For couples whose relationship is built on the ability to laugh together in the face of life's tests and trials, it can be unbearable when the laughter stops.

Reading the room

When diagnosed with breast cancer in 2017, Lynette's world started to crumble. Assuming the role of caregiver, the one thing I swore to myself was, I would not allow the laughter to stop.

From the day we met, laughter was an important touchstone between us. Coming from a family of vaudeville and radio comics, I guess one of the gifts they left me was a certain humorous bump in my personality. Between my comedian dad having taught me how to read a room and a healthy dose of empathy, I learned to know what Lynette needed, with only a couple of slip-ups.

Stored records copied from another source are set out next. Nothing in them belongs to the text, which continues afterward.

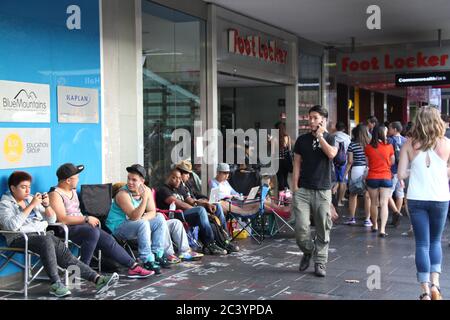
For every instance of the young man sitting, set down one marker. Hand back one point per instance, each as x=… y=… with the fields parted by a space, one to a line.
x=195 y=216
x=84 y=230
x=21 y=211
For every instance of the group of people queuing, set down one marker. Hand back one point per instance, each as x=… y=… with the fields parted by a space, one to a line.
x=406 y=171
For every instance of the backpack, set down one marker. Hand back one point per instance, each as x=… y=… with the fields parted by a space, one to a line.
x=341 y=156
x=221 y=237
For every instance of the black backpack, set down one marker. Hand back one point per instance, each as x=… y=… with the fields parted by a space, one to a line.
x=341 y=157
x=221 y=237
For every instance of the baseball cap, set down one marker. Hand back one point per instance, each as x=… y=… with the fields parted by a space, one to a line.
x=185 y=166
x=223 y=167
x=138 y=169
x=68 y=170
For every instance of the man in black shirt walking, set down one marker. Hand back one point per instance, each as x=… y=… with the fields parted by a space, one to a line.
x=313 y=155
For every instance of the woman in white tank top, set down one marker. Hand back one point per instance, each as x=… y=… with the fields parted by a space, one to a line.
x=427 y=155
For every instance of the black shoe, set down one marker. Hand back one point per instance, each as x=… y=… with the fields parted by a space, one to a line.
x=214 y=249
x=154 y=266
x=320 y=270
x=231 y=247
x=163 y=262
x=304 y=263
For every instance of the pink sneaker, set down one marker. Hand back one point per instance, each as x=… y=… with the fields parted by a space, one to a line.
x=173 y=259
x=139 y=273
x=191 y=256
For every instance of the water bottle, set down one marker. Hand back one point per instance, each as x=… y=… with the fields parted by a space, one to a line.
x=172 y=208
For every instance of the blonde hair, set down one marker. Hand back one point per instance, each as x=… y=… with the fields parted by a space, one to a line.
x=428 y=128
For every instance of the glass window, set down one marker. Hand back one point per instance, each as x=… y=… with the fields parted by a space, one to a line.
x=171 y=57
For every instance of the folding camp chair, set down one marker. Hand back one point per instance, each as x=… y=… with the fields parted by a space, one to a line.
x=26 y=259
x=96 y=200
x=243 y=180
x=251 y=219
x=178 y=214
x=279 y=219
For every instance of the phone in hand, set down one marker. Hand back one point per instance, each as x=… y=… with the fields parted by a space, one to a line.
x=141 y=189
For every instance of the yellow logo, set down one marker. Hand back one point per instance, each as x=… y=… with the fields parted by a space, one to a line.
x=13 y=148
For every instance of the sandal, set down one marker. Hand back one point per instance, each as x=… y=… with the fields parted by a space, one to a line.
x=436 y=294
x=423 y=295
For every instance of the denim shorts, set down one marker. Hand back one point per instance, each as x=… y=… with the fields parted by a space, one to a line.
x=379 y=183
x=340 y=172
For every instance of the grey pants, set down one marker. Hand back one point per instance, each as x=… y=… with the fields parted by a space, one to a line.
x=53 y=252
x=315 y=203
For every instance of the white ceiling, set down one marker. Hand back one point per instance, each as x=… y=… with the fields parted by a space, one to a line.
x=334 y=22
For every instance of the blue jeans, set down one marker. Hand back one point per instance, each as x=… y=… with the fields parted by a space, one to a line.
x=198 y=216
x=428 y=221
x=90 y=239
x=150 y=235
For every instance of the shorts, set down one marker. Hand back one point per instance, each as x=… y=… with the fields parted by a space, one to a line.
x=379 y=183
x=397 y=188
x=340 y=172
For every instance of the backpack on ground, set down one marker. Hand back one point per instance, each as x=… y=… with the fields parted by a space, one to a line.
x=221 y=237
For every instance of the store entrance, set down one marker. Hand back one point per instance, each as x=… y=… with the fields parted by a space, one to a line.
x=247 y=103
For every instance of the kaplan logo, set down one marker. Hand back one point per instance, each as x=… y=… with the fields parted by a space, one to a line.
x=76 y=100
x=24 y=100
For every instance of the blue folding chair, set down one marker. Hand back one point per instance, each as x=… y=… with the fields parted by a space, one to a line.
x=256 y=218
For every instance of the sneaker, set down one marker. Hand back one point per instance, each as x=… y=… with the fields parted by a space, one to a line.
x=173 y=259
x=304 y=263
x=153 y=266
x=139 y=273
x=350 y=221
x=232 y=247
x=214 y=249
x=163 y=262
x=367 y=223
x=320 y=270
x=59 y=290
x=190 y=256
x=105 y=282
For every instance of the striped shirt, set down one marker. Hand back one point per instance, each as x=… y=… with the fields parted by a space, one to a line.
x=359 y=157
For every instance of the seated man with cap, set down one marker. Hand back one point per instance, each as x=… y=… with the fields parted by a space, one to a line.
x=195 y=215
x=226 y=191
x=133 y=216
x=84 y=230
x=194 y=198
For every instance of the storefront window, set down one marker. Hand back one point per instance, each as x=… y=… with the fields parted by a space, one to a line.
x=309 y=80
x=171 y=44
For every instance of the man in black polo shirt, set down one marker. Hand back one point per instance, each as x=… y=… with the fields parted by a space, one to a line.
x=195 y=216
x=313 y=155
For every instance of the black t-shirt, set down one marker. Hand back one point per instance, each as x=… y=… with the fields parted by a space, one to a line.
x=165 y=192
x=315 y=172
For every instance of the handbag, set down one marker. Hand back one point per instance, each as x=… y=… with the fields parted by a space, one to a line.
x=288 y=157
x=357 y=186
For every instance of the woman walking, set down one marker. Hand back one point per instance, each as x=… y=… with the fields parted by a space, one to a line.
x=427 y=152
x=380 y=156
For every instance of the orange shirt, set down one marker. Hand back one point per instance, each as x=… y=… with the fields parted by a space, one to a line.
x=379 y=161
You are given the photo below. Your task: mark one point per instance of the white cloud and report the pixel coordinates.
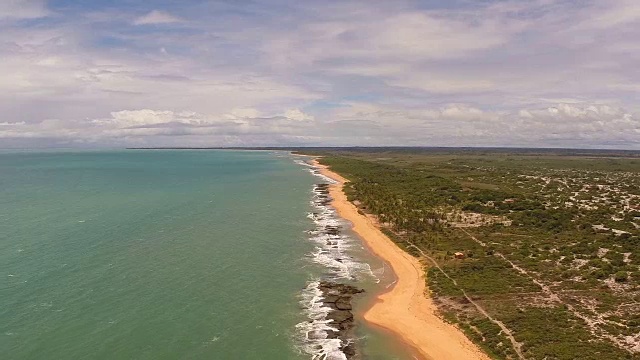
(156, 17)
(23, 9)
(6, 123)
(298, 115)
(508, 73)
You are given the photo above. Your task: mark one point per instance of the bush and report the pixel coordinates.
(621, 276)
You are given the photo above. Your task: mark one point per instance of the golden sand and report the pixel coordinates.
(405, 310)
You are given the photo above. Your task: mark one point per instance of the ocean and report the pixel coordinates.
(184, 254)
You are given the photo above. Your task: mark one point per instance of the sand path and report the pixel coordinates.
(404, 309)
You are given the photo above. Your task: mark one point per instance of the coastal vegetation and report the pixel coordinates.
(533, 255)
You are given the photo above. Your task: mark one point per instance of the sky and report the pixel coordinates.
(116, 73)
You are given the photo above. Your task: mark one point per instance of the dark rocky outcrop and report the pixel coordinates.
(338, 297)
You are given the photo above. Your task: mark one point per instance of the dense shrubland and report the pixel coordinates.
(551, 243)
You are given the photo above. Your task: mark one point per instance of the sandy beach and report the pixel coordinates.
(404, 310)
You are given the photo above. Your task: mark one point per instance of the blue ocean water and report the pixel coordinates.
(153, 254)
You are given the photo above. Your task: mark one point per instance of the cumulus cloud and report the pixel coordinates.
(156, 17)
(537, 73)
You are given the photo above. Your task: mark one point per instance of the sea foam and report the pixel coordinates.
(331, 251)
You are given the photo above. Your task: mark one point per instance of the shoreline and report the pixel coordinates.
(403, 309)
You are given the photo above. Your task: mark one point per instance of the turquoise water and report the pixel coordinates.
(155, 255)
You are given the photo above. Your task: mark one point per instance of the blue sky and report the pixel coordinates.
(540, 73)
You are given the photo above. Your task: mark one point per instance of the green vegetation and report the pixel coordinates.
(550, 242)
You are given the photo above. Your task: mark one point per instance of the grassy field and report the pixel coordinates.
(550, 241)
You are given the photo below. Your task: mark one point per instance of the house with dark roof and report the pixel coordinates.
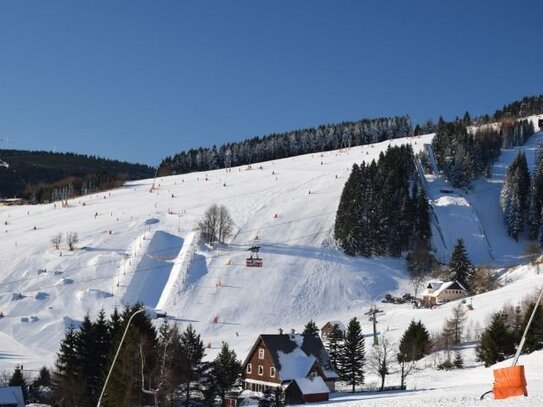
(439, 292)
(298, 363)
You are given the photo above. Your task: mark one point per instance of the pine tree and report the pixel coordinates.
(334, 345)
(40, 389)
(353, 355)
(311, 329)
(17, 379)
(415, 342)
(125, 384)
(496, 341)
(458, 361)
(460, 267)
(227, 370)
(66, 376)
(191, 352)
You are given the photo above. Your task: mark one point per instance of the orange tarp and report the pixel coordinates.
(509, 382)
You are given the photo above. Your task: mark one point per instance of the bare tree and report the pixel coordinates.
(453, 329)
(225, 224)
(532, 251)
(71, 240)
(485, 279)
(208, 224)
(56, 240)
(216, 224)
(381, 359)
(407, 366)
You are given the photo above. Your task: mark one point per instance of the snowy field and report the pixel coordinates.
(138, 244)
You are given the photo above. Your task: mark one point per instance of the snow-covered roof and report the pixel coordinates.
(11, 395)
(313, 385)
(295, 364)
(294, 355)
(341, 326)
(439, 287)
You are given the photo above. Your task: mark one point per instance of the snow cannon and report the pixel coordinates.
(509, 382)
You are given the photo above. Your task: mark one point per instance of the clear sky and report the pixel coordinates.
(142, 80)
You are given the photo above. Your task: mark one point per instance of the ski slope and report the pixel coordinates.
(475, 215)
(138, 243)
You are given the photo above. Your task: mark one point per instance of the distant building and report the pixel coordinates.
(298, 363)
(439, 292)
(11, 201)
(329, 327)
(11, 396)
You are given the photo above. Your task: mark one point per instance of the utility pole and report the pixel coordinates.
(117, 354)
(373, 317)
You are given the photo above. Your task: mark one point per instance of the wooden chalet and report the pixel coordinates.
(298, 363)
(439, 292)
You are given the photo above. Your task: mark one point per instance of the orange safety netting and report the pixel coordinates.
(509, 382)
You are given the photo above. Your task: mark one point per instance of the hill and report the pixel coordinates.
(140, 245)
(44, 176)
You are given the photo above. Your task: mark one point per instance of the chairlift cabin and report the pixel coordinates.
(253, 260)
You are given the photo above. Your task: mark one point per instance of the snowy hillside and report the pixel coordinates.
(138, 243)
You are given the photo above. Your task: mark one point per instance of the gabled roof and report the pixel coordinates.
(434, 285)
(440, 286)
(341, 326)
(294, 355)
(313, 385)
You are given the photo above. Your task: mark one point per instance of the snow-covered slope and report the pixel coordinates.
(475, 215)
(140, 245)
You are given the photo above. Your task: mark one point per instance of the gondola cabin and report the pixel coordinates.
(253, 260)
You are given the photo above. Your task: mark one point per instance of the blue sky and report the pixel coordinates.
(142, 80)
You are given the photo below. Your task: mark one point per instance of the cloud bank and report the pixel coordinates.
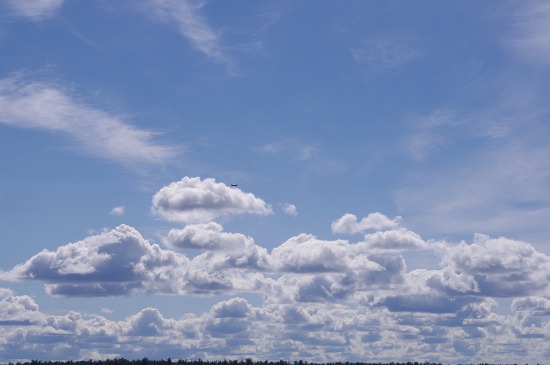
(321, 300)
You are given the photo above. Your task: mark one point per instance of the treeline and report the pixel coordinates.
(146, 361)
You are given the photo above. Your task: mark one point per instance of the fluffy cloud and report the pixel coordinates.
(348, 223)
(40, 105)
(501, 267)
(394, 240)
(321, 300)
(311, 331)
(193, 200)
(207, 236)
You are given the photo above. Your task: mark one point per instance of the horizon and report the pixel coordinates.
(324, 181)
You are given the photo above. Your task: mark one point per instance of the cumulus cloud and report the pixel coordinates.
(120, 210)
(501, 267)
(192, 200)
(318, 297)
(207, 236)
(46, 106)
(395, 240)
(348, 223)
(35, 9)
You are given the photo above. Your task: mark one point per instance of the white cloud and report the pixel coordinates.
(120, 210)
(501, 267)
(193, 200)
(39, 105)
(35, 9)
(208, 236)
(290, 209)
(348, 223)
(531, 33)
(192, 25)
(395, 240)
(385, 53)
(319, 298)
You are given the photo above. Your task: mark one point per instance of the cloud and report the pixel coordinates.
(321, 300)
(290, 209)
(501, 267)
(193, 200)
(385, 53)
(299, 150)
(348, 223)
(191, 24)
(103, 265)
(530, 37)
(120, 210)
(208, 236)
(395, 240)
(39, 105)
(35, 9)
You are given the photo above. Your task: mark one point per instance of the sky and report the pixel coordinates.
(308, 180)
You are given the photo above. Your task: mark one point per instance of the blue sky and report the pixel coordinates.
(392, 170)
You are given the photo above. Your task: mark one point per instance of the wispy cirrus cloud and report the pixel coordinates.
(385, 53)
(48, 106)
(530, 37)
(192, 25)
(35, 9)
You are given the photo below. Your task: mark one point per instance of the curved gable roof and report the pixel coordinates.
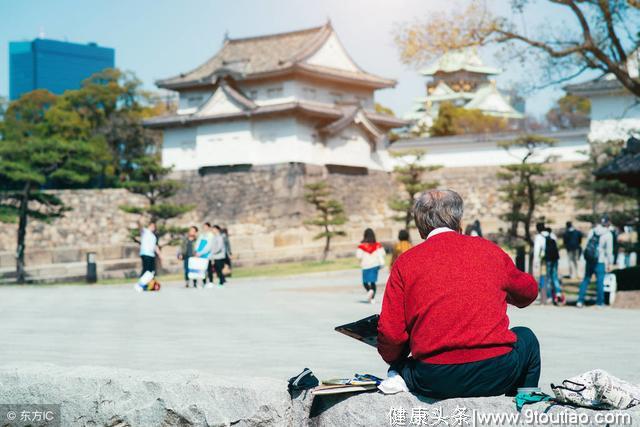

During her battle with breast cancer, Lynette frequently told people it was my humor that got her through the really tough times. Of course, we gave equal time to tears and, both of us being former entertainers, we lived by the old adage, “the show must go on”.

Red rubber nose syndrome

Besides tending to radiation wound care and post-surgical drains, long hours in numerous waiting rooms and chemotherapy treatment centers, I somehow recognized when we needed to laugh.

Sometimes she needed to vent, using every cuss word in the book. Sometimes she needed a good cry, and sometimes she needed to simply be left alone. Occasionally, it was I who needed to withdraw, which is an important point. Sometimes you have to take off the red rubber nose and work on bolstering yourself.

Of course, we can't force humor. If we do, it's horribly tiresome and can bring about the opposite reaction. We should never try to cheer someone up if that's not what they need. We as caregivers need to remember that we must listen to our loved one, hold them, or give them time with themselves. Sometimes all they need is a gentle nudge, not a dog and pony show.

You need laughter, too

Since Lynette's passing last June, it's been the laughter I miss most. Not much was funny to me for a few months, but it's coming back. Every now and again, some private joke we had comes to me, and that's when I most appreciate what we shared, and reminds me of what a beautiful twenty-one years we had together, tears and laughter, each in their own turn.